What if women de­signed cities? It’s not such a far-fetched ques­tion; fem­i­nist ge­og­ra­phers have been ask­ing it for decades. Fem­i­nist writ­ers in the late 19th cen­tury imag­ined utopian cities and com­mu­ni­ties de­signed for and by women. In real life, city planners were men who an­swered the needs of other men, usu­ally busi­ness­men and in­dus­tri­al­ists; cities func­tion as the men who de­signed them needed them to func­tion.

What about women? How is our re­la­tion­ship with the city dif­fer­ent from men? Safety comes to top of mind. Al­though long a site fraught with dan­ger, how can we see the city as a site of fe­male free­dom and em­pow­er­ment?

How do women move around the city? How do women ac­cess pub­lic tran­sit? Re­search shows that the jour­neys women take are usu­ally multi-task jour­neys, that is, on any given work day she might stop at the day­care be­fore work and the su­per­mar­ket on the way home. How easy is that? What about bus stop ac­cess? Are there benches, is there a shel­ter, light­ing? Can the bus driver see us?

Ur­ban walk­a­bil­ity is a huge chal­lenge as moth­ers walk their kids to school, to stores, to parks and play dates in their neigh­bour­hoods.

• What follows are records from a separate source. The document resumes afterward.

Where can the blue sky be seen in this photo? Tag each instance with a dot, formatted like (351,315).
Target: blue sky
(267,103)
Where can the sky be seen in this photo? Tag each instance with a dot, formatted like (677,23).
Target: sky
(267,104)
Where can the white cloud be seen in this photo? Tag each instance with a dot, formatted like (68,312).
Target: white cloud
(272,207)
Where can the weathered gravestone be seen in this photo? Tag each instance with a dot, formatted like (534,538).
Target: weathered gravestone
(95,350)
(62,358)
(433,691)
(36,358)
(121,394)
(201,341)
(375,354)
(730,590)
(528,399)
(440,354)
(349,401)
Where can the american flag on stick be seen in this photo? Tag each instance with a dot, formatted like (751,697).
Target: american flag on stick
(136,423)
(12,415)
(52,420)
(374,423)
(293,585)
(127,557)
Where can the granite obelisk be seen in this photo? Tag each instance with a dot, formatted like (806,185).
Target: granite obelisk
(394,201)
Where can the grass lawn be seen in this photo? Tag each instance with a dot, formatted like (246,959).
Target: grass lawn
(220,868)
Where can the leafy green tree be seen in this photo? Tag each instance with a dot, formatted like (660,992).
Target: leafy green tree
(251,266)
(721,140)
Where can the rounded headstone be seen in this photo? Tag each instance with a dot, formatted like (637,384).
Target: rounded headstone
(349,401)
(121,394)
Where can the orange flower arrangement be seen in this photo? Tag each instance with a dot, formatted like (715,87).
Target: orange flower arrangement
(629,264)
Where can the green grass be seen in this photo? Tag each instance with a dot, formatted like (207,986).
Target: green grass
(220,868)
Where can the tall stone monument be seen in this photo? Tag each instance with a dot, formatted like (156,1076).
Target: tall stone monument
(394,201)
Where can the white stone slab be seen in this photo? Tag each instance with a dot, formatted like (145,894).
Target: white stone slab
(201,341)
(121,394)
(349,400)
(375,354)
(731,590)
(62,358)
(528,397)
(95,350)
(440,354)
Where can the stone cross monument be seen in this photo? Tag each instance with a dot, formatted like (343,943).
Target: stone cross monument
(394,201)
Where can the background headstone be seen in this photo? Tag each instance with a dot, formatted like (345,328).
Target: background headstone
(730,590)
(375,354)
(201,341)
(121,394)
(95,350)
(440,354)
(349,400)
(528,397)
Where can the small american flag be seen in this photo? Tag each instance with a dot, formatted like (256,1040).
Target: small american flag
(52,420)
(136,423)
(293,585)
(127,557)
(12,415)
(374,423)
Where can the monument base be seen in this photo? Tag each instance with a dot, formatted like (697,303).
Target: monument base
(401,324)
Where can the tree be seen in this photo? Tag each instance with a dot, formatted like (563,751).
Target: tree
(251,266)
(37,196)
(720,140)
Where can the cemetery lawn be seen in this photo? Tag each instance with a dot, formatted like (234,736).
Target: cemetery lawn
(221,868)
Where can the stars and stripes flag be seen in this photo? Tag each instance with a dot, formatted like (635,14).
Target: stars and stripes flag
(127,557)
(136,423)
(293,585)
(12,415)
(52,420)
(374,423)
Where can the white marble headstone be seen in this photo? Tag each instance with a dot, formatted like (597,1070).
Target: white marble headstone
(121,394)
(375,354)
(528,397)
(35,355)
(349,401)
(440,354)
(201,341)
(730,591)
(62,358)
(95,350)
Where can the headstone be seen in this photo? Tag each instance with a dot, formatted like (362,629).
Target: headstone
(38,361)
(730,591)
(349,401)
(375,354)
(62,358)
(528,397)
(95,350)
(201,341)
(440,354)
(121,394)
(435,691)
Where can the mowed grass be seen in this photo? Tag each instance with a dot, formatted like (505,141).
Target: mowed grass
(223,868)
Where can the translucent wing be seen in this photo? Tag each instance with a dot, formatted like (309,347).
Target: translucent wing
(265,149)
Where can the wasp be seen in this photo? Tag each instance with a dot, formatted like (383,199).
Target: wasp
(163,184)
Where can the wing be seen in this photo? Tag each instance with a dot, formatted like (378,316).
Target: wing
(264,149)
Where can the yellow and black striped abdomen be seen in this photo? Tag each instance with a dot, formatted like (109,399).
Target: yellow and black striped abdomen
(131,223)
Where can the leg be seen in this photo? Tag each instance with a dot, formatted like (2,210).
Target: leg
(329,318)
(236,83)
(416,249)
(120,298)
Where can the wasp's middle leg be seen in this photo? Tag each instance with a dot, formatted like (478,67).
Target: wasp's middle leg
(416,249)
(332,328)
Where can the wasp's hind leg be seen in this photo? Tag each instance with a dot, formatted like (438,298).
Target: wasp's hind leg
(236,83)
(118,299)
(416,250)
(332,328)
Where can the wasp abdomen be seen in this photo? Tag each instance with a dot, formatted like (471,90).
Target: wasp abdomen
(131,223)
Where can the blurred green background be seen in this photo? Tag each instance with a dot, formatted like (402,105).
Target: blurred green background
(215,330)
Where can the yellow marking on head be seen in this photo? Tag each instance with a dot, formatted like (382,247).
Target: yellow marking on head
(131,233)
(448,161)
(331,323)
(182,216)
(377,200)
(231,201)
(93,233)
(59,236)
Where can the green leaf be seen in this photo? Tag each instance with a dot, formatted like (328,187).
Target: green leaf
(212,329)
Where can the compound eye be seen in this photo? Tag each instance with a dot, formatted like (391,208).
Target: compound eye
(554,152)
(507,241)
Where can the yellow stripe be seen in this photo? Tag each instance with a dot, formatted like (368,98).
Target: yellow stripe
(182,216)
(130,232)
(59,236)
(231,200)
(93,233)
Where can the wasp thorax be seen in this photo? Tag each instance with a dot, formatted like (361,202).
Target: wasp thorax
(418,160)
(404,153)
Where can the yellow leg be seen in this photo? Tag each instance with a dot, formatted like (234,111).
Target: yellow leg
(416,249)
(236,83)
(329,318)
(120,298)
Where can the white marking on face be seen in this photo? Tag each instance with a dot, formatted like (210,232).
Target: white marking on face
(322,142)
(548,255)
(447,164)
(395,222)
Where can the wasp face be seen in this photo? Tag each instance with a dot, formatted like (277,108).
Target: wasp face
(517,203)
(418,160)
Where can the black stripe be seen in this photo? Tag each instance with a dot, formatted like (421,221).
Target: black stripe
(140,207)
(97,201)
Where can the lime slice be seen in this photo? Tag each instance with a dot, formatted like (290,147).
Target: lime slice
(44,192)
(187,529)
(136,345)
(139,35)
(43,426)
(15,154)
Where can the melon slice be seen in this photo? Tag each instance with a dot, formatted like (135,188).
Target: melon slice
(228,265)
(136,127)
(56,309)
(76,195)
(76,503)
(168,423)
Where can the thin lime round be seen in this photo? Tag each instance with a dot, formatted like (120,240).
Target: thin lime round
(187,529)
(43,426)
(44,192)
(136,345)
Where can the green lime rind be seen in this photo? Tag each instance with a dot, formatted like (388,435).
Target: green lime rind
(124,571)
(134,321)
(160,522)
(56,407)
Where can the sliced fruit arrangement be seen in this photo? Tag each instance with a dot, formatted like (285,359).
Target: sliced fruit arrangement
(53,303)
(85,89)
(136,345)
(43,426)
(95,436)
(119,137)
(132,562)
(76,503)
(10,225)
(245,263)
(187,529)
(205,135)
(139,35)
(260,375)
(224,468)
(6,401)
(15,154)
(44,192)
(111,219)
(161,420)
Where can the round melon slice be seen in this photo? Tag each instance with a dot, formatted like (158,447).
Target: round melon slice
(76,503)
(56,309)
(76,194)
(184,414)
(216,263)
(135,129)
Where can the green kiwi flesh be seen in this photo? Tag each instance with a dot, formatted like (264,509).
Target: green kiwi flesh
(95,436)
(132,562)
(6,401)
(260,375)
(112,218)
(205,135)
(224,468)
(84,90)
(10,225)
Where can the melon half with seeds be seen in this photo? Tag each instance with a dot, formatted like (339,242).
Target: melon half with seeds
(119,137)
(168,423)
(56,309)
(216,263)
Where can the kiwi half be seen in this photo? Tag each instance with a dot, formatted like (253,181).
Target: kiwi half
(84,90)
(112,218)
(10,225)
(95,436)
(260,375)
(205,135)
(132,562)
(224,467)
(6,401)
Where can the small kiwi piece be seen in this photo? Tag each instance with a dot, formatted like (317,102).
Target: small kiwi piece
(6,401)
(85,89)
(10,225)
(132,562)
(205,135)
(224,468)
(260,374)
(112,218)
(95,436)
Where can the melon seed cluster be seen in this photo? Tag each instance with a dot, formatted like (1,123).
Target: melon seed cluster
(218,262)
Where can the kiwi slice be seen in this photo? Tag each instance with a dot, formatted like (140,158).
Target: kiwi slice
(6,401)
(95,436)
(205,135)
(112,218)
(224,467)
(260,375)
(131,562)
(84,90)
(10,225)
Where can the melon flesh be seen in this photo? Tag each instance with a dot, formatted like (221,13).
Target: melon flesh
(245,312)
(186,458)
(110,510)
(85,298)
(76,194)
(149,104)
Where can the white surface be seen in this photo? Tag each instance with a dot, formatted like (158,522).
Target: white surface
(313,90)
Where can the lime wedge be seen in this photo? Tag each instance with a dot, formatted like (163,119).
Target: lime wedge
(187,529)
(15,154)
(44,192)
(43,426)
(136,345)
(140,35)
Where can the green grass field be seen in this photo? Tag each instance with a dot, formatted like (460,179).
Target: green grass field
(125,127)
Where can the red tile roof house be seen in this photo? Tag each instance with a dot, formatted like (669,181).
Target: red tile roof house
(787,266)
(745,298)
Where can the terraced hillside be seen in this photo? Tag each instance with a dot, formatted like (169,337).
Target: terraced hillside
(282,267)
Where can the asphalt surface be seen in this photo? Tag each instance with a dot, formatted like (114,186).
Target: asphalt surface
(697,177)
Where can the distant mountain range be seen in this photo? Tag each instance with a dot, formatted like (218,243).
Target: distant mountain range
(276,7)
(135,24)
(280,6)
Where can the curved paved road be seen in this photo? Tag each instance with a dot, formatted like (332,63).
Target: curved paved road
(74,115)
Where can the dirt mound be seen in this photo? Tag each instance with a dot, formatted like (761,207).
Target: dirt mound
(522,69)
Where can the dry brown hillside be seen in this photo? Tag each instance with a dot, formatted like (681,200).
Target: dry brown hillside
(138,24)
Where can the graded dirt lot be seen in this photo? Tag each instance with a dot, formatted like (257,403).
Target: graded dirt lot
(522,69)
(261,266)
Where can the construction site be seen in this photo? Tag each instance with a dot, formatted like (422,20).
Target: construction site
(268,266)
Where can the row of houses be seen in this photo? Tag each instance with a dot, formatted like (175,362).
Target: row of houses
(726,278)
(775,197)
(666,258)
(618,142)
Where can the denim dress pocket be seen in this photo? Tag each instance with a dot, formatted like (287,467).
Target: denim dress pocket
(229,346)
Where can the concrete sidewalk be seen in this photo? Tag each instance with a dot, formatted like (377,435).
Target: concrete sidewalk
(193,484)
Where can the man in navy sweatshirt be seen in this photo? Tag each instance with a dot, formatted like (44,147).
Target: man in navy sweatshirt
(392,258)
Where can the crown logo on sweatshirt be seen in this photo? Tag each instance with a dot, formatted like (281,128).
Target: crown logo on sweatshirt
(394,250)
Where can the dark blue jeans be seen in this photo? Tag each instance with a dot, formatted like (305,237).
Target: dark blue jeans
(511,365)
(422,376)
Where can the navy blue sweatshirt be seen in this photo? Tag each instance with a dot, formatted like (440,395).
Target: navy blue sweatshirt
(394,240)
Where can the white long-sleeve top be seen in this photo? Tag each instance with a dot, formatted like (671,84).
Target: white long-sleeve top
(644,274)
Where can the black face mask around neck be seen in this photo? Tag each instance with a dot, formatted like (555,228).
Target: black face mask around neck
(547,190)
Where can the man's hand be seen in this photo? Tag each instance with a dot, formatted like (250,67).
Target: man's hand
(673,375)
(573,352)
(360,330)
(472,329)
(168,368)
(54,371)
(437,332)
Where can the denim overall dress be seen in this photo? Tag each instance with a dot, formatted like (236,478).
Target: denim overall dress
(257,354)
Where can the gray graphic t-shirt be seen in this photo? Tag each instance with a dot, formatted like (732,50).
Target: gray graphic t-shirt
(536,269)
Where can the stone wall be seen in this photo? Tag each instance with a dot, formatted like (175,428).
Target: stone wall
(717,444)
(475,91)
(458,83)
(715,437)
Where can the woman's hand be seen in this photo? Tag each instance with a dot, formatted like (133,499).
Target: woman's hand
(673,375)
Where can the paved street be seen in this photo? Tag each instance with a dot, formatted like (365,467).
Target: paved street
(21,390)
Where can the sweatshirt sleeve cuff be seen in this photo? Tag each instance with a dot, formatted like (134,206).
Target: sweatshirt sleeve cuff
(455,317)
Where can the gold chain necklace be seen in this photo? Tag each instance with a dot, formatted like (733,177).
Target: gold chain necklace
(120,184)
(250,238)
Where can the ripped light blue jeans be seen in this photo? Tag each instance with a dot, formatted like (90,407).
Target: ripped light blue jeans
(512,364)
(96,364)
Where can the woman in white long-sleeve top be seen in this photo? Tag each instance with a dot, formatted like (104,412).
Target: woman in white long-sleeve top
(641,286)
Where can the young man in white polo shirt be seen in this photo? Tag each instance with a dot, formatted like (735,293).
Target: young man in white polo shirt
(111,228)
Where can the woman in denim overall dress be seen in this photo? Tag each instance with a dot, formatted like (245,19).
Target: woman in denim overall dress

How chal­leng­ing is it for women and their chil­dren to nav­i­gate their way through our neigh­bour­hoods? Un­less we ex­plore these is­sues with in­tent to un­der­stand them, we don’t give them much thought, other than to say, why is this in­ter­sec­tion so dan­ger­ous, or we could use a street light here.

What about women and pub­lic space? Are there ac­cess is­sues for women dif­fer­ent from men? Ques­tions, ques­tions, ques­tions.

Come out to the AGH De­sign An­nex on June 6, at 6:30 p.m. for a FREE event ex­plor­ing the mul­ti­fac­eted re­la­tion­ship that women have with cities and, more par­tic­u­larly, with this city. And don’t for­get, FREE. Can’t beat that price.